Saint-André-des-Arts (rue): «La rue St-André-des-Arts, qui commence au pont Saint-Michel et finit à la porte de Bussy, dit Sauval, est une des plus anciennes de l'Université et bien que les vieilles chartes lui donnent quantité de noms, rarement pourtant y lit-on celui qu'elle devrait porter et qu'elle portait originairement. Tantôt c'est la rue St-Germain des Prés, parce qu'elle conduit au faubourg St-Germain et à l'abbaye de ce nom; tantôt c'est la grande rue St-André à cause qu'elle passe devant l'église St-André (aujourd'hui démolie), tantôt c'est la rue St-André-des-Arts comme étant placée tout à l'entrée de l'Université[39], où s'enseignent les arts et les sciences. Il y a même des gens qui l'appellent Saint-André-des-Arcs parce qu'ils prétendent qu'elle était habitée par les faiseurs d'arcs avant qu'on eût trouvé la poudre à canon, et qu'à la guerre, au lieu de mousquets, on se servait d'arcs, de flèches et d'arbalètes; et ce qui les rend doublement opiniâtres là dessus est le nom de quelques rues voisines qui aide à les tromper comme celui de la Bouclerie où ils s'imaginent qu'on faisait les boucliers, et tout de même l'autre de la rue des Sachettes, mot corrompu, à ce qu'ils disent, des Sagettes, à raison que là s'achetaient les flèches.

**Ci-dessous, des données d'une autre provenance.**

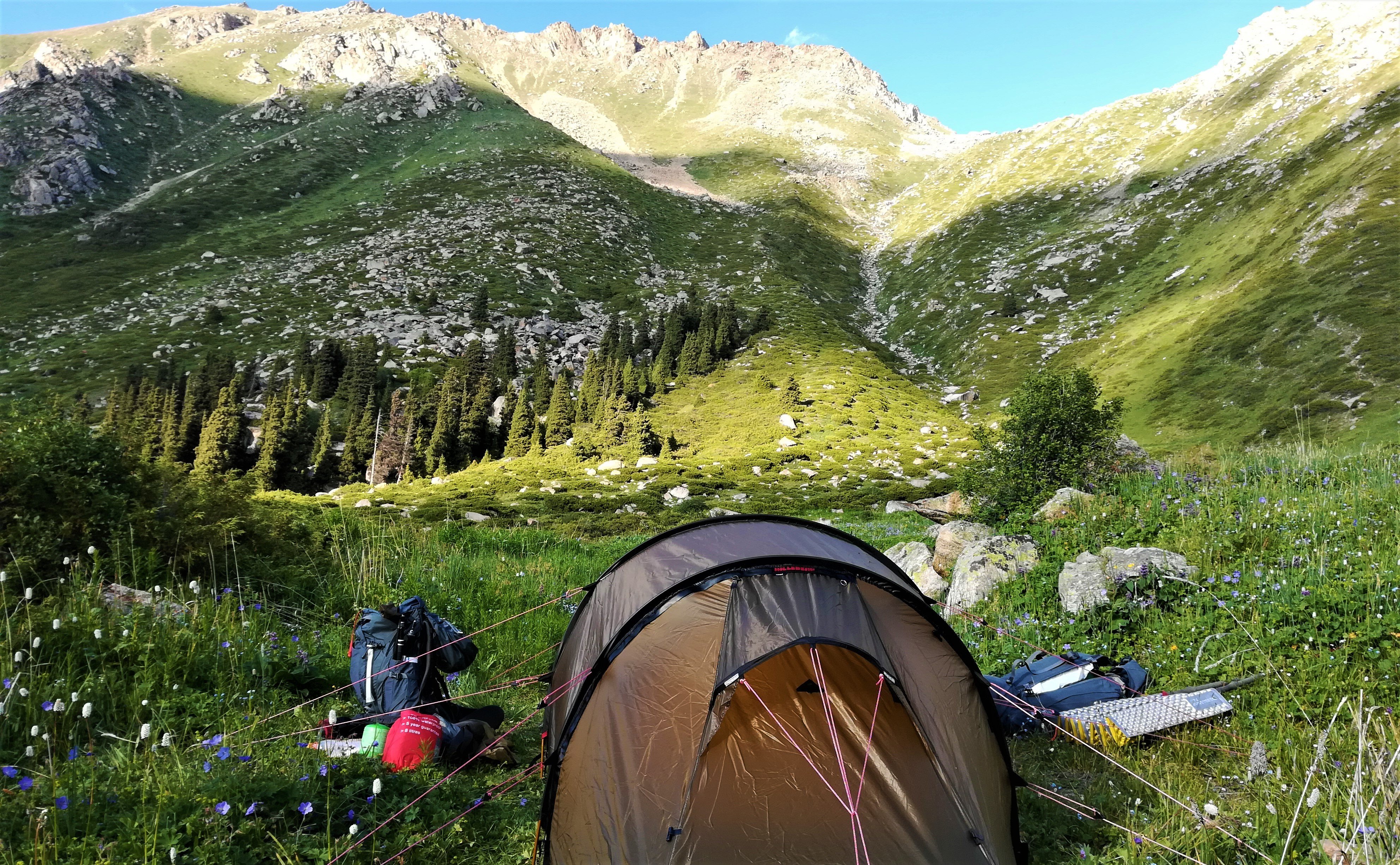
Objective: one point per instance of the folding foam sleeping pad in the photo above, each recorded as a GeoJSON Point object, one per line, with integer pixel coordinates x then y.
{"type": "Point", "coordinates": [765, 689]}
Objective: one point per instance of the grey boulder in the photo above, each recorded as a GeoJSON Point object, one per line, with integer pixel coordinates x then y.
{"type": "Point", "coordinates": [915, 559]}
{"type": "Point", "coordinates": [1091, 580]}
{"type": "Point", "coordinates": [953, 538]}
{"type": "Point", "coordinates": [1064, 503]}
{"type": "Point", "coordinates": [986, 564]}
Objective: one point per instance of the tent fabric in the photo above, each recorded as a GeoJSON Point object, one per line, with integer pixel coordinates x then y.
{"type": "Point", "coordinates": [672, 558]}
{"type": "Point", "coordinates": [699, 734]}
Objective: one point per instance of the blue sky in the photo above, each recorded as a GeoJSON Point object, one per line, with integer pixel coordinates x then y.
{"type": "Point", "coordinates": [973, 65]}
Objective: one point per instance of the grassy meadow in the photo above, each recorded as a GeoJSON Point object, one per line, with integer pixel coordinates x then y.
{"type": "Point", "coordinates": [1298, 555]}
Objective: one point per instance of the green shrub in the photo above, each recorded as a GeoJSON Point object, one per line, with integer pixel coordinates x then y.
{"type": "Point", "coordinates": [1057, 433]}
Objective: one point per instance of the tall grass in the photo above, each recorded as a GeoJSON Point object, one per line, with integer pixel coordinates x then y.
{"type": "Point", "coordinates": [1298, 559]}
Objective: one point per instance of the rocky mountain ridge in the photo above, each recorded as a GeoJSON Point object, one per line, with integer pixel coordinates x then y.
{"type": "Point", "coordinates": [1161, 240]}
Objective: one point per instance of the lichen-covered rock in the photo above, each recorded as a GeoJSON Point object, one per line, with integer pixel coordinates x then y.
{"type": "Point", "coordinates": [915, 559]}
{"type": "Point", "coordinates": [986, 564]}
{"type": "Point", "coordinates": [1091, 580]}
{"type": "Point", "coordinates": [943, 509]}
{"type": "Point", "coordinates": [953, 538]}
{"type": "Point", "coordinates": [1064, 503]}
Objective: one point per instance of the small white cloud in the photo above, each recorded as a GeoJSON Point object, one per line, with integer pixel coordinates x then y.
{"type": "Point", "coordinates": [797, 37]}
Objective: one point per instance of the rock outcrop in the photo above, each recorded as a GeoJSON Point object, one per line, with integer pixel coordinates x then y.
{"type": "Point", "coordinates": [953, 538]}
{"type": "Point", "coordinates": [372, 56]}
{"type": "Point", "coordinates": [1091, 580]}
{"type": "Point", "coordinates": [915, 559]}
{"type": "Point", "coordinates": [986, 564]}
{"type": "Point", "coordinates": [943, 509]}
{"type": "Point", "coordinates": [1064, 503]}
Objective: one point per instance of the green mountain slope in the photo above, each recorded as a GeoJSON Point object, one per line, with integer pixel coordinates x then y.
{"type": "Point", "coordinates": [1223, 253]}
{"type": "Point", "coordinates": [218, 177]}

«Le véritable nom cependant de la rue Saint-André-des-Arts, est la rue St-André-de-Haas, nom que même on a donné longtemps à la rue de la Huchette qui continuait la rue St-André jusqu'au Petit Châtelet: et c'était celui tant du territoire où sont situées ces deux rues que des vignes mêmes qui le couvrirent jusqu'en 1179; car ce fut en ce temps là que Hughues, abbé de Saint-Germain des Prés, donna ce vignoble à bâtir.»

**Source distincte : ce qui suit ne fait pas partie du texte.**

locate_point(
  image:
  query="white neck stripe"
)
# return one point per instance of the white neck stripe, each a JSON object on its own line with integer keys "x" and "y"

Mais dom Félibien et dom Lobineau, les savants bénédictins, contredisent formellement Sauval et non sans quelque vivacité. «Des gens qui croient deviner plus juste que les autres prétendent que c'est du nom de Laas que s'est formé le surnom de Saint-André-des-Arcs, qu'il faudrait plutôt appeler selon eux, Saint-André-de-Laas ou de Leas. Mais ils se trompent dans leur conjecture. Saint Louis, dans une charte de l'an 1261, l'appelle parochia sancti Andreæ de Arsiciis (paroisse de Saint-André-des-Arsis). Ainsi, le vrai nom de cette rue doit être des Ars par abrégé des Arsis[40]». Mais sur le sens de ce dernier mot ou n'est pas d'accord et Jaillot à son tour combat cette affirmation, d'où forcément il faut conclure que, si l'origine de cette dénomination quant à la première partie (Saint-André) n'est point douteuse, on ne peut avoir aucune certitude sur l'origine du mot: Arts ou Arcs.
Naguère, à l'extrémité de cette rue, on voyait encore «quelques maisons sur pied, reste des siècles passés, dit Germain Brice, entre lesquelles on en distingue une, où sur la porte, on remarque un éléphant en sculpture chargé de sa tour.» C'est là que demeurait le médecin de Louis XI, le fameux Coyetier «lequel, dit Commines, lui était si très rude qu'on ne dirait pas à un valet les outrageantes et dures paroles qu'il lui disait et si (or) le craignait tant le dit seigneur qu'il ne l'eût osé envoyer hors d'avec lui parce que le dit médecin lui disait audacieusement ces mots:
«—Je sais bien qu'un matin vous m'envoyerez comme vous avez fait d'autres, mais (par un grand serment qu'il lui jurait) vous ne vivrez pas huit jours après». Ce mot épouvantait si fort le roi qu'il ne cessait de le flatter et de lui donner, ce qui lui était un grand purgatoire en ce monde.»